Ayotte has an “A” rating from the NRA. The former attorney general was a vocal supporter of gun rights when she ran for the Senate in 2010, declaring in one campaign statement that “gun owner rights are constantly threatened in Washington by anti-gun liberals.”

In 2009, she was one of 23 state attorneys general who signed a letter to Attorney General Eric Holder opposing any reinstatement of the 1994 assault-weapons law that banned specific models of military-style semiautomatic guns.

“As attorneys general, we are committed to defending our constituents’ constitutional rights – including their constitutionally protected right to keep and bear arms,” the letter stated.

Grappone, Ayotte’s spokesman, didn’t directly respond yesterday to questions about Feinstein’s proposed ban on assault weapons and high-capacity magazines.

Feinstein said similar legislation will be introduced in the House, where it seems likely to gain support from Shea-Porter and Kuster, who will take office next month.

In an interview yesterday, Shea-Porter said people have the right to defend themselves and hunt for sport or food. But, she said, she favors outlawing assault weapons and high-magazine clips, and requiring background checks for people purchasing firearms at gun shows.
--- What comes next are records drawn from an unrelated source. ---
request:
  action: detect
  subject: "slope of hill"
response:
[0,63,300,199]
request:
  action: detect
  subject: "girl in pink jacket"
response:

“I absolutely plan to support a bill to establish responsible gun-safety laws,” Shea-Porter said. “I think it’s long overdue.”

She also said she supports a push for more public awareness and assistance on mental-health issues and “some kind of voluntary effort to control the amount of violence” on television and other entertainment media.

Kuster, in a statement, said she believes “we can and must respect the Second Amendment while also doing more to protect our children, our families and our communities. I am eager to partner with law enforcement and members of Congress to pursue common sense reforms that keep guns out of the wrong hands, rid our streets of assault weapons and keep our communities safe.”

State action?

Hassan, who will replace Gov. John Lynch on Jan. 3, has indicated she’d be open to a state ban on assault weapons.

“I certainty don’t think people use assault-style weapons to hunt or in their homes, so I do think it makes sense to look at common-sense gun-safety provisions, and that would be one of them,” she told WMUR during the fall campaign.

But in a statement yesterday, Hassan stopped short of explicitly calling for such a ban.

“While we continue to learn more facts about the horrific tragedy in Connecticut, we owe it to those we’ve lost to come together and determine what can be done to make our communities safer and better, including improving our mental health system and addressing the proliferation of deadly assault weapons,” she said.

Shurtleff, the House majority leader and a former chairman of the Criminal Justice and Public Safety Committee, said the Legislature will take up gun-related bills next year. For example, he said he’s filed a bill to repeal New Hampshire’s “stand-your-ground” law, a 2011 measure expanding the legal use of deadly force by civilians acting in self-defense.

But, Shurtleff said, “I think the majority of things to come forward will be done in Washington.”

State Rep. JR Hoell, a Dunbarton Republican and vocal advocate for gun rights, has filed a bill for next year that would lift the state’s licensing requirement for carrying a concealed weapon, a policy known as “constitutional carry.” A similar bill passed the House last year but was tabled in the Senate; since then, Democrats gained seats in the Senate and took control of the House.

Hoell said yesterday that he doesn’t know whether the House will take action in the coming session in response to the Newtown tragedy. But, he said, the solution isn’t to further restrict guns.

“Almost universally, every shooting that has taken place in the last 20 years has taken place in a gun-free zone. That’s the problem,” he said.

Hoell added, “We need to be more proactive about protecting children. We’re not going to do it by taking guns out of the hands of law-abiding citizens.”